Let's focus on the tropics, since that is where the instability is.

In [None]:
from jacobian import *
from src.data import open_data
import common

In [None]:
def get_model(path="../../models/265/5.pkl"):
    # open model
    model = torch.load(path)
    model.eval()
    
    return model

from random import randint

def bootstrap_samples(tropics, n):
    sample_dims = ['time', 'x', 'y']
    dim_name = 'sample'
    indexers = {dim: xr.DataArray(np.random.choice(tropics[dim], n), dims=[dim_name])
                for dim in sample_dims}
    samples_dataset = tropics.sel(**indexers)
    
    for i in range(n):
        rand_ind = randint(0, n-1)
        sample = (samples_dataset
                  .isel(sample=rand_ind)
                  .expand_dims(['y', 'x'], [-2, -1])
                  .compute())
        yield sample
        
        
def get_jacobian(model, sample):
    necessary_variables = sample[model.input_names]
    jac = saliency_map_one_location(model, necessary_variables)
    return jac


# compute boot strap stats
from collections import defaultdict

def apply_list_jacobian(func, seq):
    keys = seq[0].keys()
    output = defaultdict(dict)
    for ink in keys:
        for outk in keys:
            output[outk][ink] = func([it[outk][ink] for it in seq])
    return output


def mean(seq):
    n = len(seq)
    return sum(seq)/n

def std(seq):
    n = len(seq)
    mu = mean(seq)
    variance = sum((it - mu)**2 for it in seq)/n
    return torch.sqrt(variance)


def std_error(seq):
    n = len(seq)
    return std(seq)/torch.sqrt(torch.tensor(n).float())

from toolz import curry

@curry
def quantile(seq, q):
    arr = torch.stack(seq).detach().numpy()
    ans = np.quantile(arr, q, axis=0)
    return torch.tensor(ans)

In [None]:
# bootstrap sample size
n = 100

model = get_model(path="../../models/265/5.pkl")
training = open_data('training')
training['region'] = common.get_regions(training.y)
tropics = training.isel(y=slice(30,34))
samples = bootstrap_samples(tropics, n)
jacobians = [get_jacobian(model, sample) for sample in samples]

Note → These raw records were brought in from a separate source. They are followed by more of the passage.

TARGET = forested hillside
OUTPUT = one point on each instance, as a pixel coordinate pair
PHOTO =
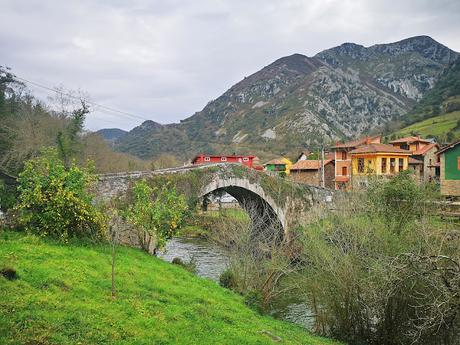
(299, 101)
(28, 125)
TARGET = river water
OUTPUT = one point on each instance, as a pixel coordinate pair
(211, 261)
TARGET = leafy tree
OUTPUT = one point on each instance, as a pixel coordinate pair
(54, 200)
(68, 143)
(156, 213)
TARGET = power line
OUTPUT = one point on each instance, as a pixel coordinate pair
(77, 98)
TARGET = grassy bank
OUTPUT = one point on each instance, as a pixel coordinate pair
(62, 296)
(203, 223)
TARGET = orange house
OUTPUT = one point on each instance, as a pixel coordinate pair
(377, 160)
(343, 159)
(424, 151)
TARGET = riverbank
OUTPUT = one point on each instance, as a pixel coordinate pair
(62, 296)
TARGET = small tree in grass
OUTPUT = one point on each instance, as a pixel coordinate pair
(156, 213)
(55, 200)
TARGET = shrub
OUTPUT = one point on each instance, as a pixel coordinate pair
(54, 200)
(385, 274)
(188, 266)
(228, 280)
(8, 196)
(254, 300)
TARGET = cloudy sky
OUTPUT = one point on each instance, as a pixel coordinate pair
(164, 60)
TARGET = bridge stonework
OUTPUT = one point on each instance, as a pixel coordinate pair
(290, 202)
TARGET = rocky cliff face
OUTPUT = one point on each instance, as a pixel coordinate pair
(296, 101)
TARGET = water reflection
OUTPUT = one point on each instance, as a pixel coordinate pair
(211, 261)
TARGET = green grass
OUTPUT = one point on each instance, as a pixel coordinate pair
(435, 126)
(63, 296)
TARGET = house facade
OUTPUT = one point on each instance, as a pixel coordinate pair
(377, 160)
(309, 171)
(450, 169)
(343, 160)
(422, 150)
(208, 159)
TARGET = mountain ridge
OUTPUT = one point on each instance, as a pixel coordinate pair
(299, 101)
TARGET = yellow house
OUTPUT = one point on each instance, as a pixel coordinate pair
(280, 165)
(377, 160)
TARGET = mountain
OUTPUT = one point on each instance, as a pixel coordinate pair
(443, 98)
(111, 134)
(300, 101)
(438, 113)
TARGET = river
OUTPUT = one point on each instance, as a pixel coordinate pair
(211, 261)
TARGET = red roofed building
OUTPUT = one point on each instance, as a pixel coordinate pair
(343, 159)
(309, 171)
(424, 151)
(208, 159)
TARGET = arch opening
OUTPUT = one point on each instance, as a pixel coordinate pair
(266, 226)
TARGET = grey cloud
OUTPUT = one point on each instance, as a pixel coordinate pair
(164, 60)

Compute some statistics accross the boot strapped samples

In [None]:
mean_jacobian = apply_list_jacobian(mean, jacobians)
std_jacobian = apply_list_jacobian(std, jacobians)
se_jacobian = apply_list_jacobian(std_error, jacobians)
q25_jacobian = apply_list_jacobian(quantile(q=.025), jacobians)
q975_jacobian = apply_list_jacobian(quantile(q=.975), jacobians)
p = training.p.values[0].ravel()

In [None]:
plot((se_jacobian, p));

I am not sure the standard error is the right thing to plot here. The question is what the significance threshold is for each pane.

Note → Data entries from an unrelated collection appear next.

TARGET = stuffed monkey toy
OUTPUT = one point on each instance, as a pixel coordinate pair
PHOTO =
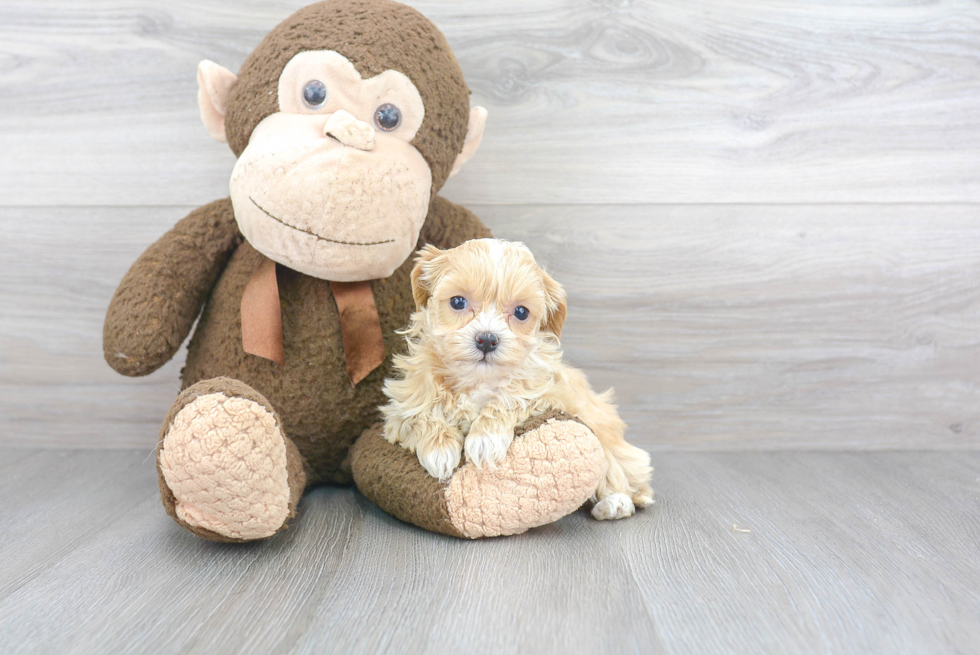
(346, 121)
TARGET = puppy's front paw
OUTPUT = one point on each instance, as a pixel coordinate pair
(440, 461)
(643, 497)
(487, 449)
(613, 506)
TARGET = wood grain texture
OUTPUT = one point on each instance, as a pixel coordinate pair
(608, 101)
(842, 553)
(721, 327)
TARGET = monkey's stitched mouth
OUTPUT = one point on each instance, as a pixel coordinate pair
(314, 234)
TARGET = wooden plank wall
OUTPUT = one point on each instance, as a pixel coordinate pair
(767, 214)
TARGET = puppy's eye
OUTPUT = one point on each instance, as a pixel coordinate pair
(315, 94)
(387, 117)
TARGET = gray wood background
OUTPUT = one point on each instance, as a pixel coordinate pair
(767, 214)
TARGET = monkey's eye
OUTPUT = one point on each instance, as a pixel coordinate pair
(315, 94)
(388, 117)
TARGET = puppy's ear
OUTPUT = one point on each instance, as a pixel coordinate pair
(557, 306)
(424, 274)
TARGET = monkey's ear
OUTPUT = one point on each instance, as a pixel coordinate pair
(214, 84)
(424, 274)
(474, 134)
(557, 305)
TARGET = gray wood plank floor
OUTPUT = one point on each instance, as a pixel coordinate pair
(836, 552)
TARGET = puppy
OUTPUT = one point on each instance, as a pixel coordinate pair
(484, 356)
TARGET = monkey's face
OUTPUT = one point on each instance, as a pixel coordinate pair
(330, 185)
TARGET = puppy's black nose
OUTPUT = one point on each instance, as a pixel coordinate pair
(486, 341)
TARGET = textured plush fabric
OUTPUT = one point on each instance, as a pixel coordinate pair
(224, 458)
(552, 468)
(392, 478)
(549, 472)
(202, 266)
(375, 35)
(320, 410)
(162, 293)
(287, 464)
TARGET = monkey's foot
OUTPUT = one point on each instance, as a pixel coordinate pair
(551, 469)
(224, 464)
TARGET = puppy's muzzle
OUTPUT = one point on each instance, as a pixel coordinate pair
(487, 342)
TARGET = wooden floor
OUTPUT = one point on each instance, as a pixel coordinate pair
(832, 553)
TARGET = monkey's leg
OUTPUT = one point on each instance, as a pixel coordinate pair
(551, 469)
(227, 471)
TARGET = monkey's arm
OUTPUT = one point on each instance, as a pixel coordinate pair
(449, 225)
(157, 301)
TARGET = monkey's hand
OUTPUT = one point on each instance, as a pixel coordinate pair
(157, 301)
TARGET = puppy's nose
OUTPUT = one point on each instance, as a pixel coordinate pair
(486, 341)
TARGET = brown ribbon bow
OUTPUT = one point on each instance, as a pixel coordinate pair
(360, 326)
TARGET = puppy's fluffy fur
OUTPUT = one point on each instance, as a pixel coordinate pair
(457, 393)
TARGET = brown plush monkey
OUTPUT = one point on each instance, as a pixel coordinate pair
(346, 121)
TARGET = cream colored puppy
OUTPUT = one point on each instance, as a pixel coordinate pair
(484, 356)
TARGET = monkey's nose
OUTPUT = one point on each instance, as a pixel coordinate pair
(487, 342)
(348, 130)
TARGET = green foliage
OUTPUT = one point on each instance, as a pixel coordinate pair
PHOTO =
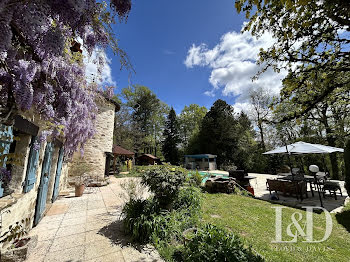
(171, 139)
(15, 232)
(165, 183)
(218, 133)
(188, 198)
(145, 220)
(147, 120)
(322, 55)
(139, 218)
(212, 243)
(190, 120)
(347, 165)
(196, 178)
(229, 137)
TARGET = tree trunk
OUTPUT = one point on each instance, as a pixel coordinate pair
(261, 135)
(331, 142)
(347, 166)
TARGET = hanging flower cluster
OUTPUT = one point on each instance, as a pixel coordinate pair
(41, 64)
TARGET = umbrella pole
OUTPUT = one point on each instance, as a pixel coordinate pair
(318, 190)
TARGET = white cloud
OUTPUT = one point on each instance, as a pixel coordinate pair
(104, 77)
(233, 64)
(168, 52)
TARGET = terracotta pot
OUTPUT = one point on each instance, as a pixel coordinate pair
(79, 190)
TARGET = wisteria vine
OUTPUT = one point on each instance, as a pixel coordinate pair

I think using the quantiles of the boot strap cycle is more relevant. Here is the 97.5-percentile of the LRF:

In [None]:
plot((q975_jacobian, p));

and the 2.5% percentile:

In [None]:
plot((q25_jacobian, p));

We can see that the sign reverse between these plots. I assume this is due to diurnal variability. Perhaps, I should condition these LRFS based on the time of day, or only consider the LRF averaged over the diurnal cycle. Nonetheless, the magnitude of the upper level sensitivity remains equivalent.